Our data showed remarkable asymmetry, in contrast to previous results.[10,12] Earlier structural[12,15] and functional[10,17] studies suggested bilateral abnormality in cortical-basal ganglia-thalamus circuitry regions, including thalamus and putamen, a common pathophysiology in PKD. From the relatively detailed clinical information, we concluded that attacks were predominantly left-sided in 12 patients, including unilateral, bilateral, and alternating cases, and right-sided in 10 patients. Although the difference in number between left- and right-sided patients was small, the asymmetric trend cannot be overlooked. Moreover, diagnosis of the affected sides mainly relied on the history and reports of patients and their parents, which may have caused some bias. The predominant affected side may play an important role in asymmetry of the findings. The number of attacks may additionally contribute to these results. Although the data are not sufficiently accurate and the computing method not particularly appropriate, the total number of attacks should be taken into consideration as an important factor in future studies. Thus, the clinical symptoms of patients may partly explain the asymmetry in our research findings to some extent,[41] but further studies are required for validation.

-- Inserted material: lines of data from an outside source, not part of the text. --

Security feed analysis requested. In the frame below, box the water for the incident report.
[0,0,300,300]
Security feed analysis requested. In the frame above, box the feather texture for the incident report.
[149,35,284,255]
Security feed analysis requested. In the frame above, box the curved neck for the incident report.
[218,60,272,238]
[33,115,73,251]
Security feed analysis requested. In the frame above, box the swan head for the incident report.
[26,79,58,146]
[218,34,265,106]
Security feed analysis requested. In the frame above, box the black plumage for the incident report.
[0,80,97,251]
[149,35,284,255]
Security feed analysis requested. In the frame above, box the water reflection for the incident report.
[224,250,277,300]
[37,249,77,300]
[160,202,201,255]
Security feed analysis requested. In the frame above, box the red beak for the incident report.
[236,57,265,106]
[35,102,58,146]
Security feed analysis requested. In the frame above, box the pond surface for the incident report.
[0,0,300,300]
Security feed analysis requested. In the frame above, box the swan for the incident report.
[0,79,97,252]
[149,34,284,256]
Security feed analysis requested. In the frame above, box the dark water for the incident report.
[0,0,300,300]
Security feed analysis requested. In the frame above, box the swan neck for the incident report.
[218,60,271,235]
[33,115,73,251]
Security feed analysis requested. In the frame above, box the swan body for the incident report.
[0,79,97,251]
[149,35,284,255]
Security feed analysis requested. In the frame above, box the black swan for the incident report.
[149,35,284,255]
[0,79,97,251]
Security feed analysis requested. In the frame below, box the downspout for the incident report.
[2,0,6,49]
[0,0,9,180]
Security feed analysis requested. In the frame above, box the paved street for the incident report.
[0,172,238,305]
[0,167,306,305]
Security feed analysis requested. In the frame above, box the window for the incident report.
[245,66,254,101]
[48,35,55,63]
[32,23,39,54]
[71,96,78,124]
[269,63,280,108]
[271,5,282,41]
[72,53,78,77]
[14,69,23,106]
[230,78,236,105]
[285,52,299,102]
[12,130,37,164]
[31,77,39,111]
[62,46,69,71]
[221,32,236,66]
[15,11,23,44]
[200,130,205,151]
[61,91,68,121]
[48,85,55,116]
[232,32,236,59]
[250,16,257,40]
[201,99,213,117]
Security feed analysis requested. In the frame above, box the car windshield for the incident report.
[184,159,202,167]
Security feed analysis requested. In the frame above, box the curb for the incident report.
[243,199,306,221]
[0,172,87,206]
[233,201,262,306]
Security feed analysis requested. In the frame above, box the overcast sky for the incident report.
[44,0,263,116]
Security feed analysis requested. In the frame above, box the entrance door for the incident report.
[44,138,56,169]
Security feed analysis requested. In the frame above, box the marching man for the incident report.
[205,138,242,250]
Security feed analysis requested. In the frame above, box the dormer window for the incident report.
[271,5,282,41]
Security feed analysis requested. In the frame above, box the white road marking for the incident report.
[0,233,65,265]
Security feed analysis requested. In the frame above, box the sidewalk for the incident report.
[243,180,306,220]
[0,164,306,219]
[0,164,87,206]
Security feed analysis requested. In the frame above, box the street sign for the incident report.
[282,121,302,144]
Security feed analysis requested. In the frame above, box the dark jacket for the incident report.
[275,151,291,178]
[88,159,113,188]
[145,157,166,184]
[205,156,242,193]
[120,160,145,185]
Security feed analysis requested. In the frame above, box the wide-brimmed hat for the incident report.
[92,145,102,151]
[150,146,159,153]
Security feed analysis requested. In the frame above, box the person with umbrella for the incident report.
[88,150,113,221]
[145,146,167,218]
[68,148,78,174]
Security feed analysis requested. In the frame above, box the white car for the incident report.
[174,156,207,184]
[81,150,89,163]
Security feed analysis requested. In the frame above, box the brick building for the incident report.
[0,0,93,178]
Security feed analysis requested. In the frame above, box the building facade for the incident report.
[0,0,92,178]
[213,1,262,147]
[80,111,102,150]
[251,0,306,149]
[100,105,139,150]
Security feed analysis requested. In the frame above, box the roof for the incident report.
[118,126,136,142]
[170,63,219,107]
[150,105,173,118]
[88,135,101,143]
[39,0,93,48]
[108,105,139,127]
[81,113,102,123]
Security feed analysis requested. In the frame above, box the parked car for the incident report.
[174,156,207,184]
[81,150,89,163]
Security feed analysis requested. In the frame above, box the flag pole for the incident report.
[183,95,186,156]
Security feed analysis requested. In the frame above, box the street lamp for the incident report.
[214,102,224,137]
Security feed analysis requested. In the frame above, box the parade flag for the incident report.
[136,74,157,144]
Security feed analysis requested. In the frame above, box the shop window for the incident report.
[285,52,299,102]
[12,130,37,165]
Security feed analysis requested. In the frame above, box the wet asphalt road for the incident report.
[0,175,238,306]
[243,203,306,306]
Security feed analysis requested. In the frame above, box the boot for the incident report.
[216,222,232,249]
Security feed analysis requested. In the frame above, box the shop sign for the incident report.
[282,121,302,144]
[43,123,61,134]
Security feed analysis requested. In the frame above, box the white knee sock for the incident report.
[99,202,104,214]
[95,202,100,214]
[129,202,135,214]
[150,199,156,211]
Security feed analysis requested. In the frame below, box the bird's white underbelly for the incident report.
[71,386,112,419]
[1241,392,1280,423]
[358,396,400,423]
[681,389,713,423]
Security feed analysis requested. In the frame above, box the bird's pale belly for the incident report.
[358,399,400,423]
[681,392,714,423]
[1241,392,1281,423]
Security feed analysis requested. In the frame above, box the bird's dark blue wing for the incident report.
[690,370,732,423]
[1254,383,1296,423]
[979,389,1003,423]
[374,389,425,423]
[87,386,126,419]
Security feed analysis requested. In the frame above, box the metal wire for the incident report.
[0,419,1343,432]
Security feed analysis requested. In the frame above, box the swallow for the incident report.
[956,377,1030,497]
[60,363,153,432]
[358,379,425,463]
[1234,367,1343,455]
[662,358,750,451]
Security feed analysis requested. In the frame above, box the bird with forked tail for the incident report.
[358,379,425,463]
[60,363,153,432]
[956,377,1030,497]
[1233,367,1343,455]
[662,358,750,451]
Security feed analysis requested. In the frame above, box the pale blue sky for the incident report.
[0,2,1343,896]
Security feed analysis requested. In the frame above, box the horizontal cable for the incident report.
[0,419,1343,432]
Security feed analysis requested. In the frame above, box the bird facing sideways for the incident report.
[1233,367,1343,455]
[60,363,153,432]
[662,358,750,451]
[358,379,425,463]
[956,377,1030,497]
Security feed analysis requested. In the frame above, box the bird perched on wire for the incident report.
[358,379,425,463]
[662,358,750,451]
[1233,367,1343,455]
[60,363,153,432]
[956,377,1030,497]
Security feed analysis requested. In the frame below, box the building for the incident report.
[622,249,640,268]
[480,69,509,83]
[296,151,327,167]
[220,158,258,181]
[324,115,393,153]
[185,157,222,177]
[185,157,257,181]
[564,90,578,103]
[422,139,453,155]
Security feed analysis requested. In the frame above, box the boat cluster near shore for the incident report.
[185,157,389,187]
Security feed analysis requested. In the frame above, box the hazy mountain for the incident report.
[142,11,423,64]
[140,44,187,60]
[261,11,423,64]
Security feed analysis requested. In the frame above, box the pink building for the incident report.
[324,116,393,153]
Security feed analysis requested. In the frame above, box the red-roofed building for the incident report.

We observed differences in the ROC results of specific brain regions at distinct frequencies. Previous resting-state studies on PKD predominantly detected abnormalities in brain function within the low-frequency range (<0.1 Hz).[9,10,17] However, different fMRI signal frequencies may have specific physiological relevance.[26] Consistent with previous findings, higher fMRI fluctuations occurred at the slow-4 band (0.027–0.073 Hz) in cortical structures and at the slow-5 band (0.01–0.027 Hz) in subcortical structures.[25] Our current findings suggest that frequency-specific local synchronization potentially contributes to diagnosis of PKD.

Limitations

This study has several limitations. First, the sample size, particularly that of PKD-C patients, was relatively small. In addition, functional findings were possibly confounded by effects of antiepileptic drugs that affect normal brain function. Third, only part of the patients (12/22 PKD-D patients, 6/10 PKD-C patients) took the PRRT2 gene test in the present study. Among these patients who were tested for the PRRT2 gene, 4 out of the 12 PKD-D patients and 2 out of the 6 PKD-C patients were identified with PRRT2 mutations. The frequency of PRRT2 mutations did not differ between the PKD-D and PKD-C groups (chi-square test, P = 0.46). It is possible that our small sample size did not provide sufficient statistical power to detect the difference. The absence of difference in the frequency of PRRT2 mutations between the 2 groups is consistent with a previous finding from Huang et al.[8] In that study, the authors found no difference in the frequency of PRRT2 mutations between their PKD-D (15/59 PRRT2 mutation vs 44/59 non-PRRT2 mutation) and PKD-C (2/4 PRRT2 mutation vs 2/4 non-PRRT2 mutation) patients. A recent investigation revealed differences in intrinsic brain activity between PKD with and without PRRT2 mutations.[9] Accordingly, we intend to conduct studies focusing on brain local synchronization between different genotypes of PKD in the near future. Finally, in the present study, we specifically analyzed regional functional measurements and did not take into account the brain connectome as a whole. Further research using multimodal methods may aid in completely defining the underlying mechanisms of the disease.

CONCLUSION

The present study investigated the resting-state local synchronization to determine the neural basis of PKD-D and PKD-C. The present results showed different ReHo between PKD-D and PKD-C groups in the right precuneus, right putamen, and right angular gyrus at the slow-5 frequency band (0.01–0.027 Hz), suggesting frequency-specific abnormal synchronous brain activity in PKD. Our findings collectively provide new insights into the pathophysiology of PKD.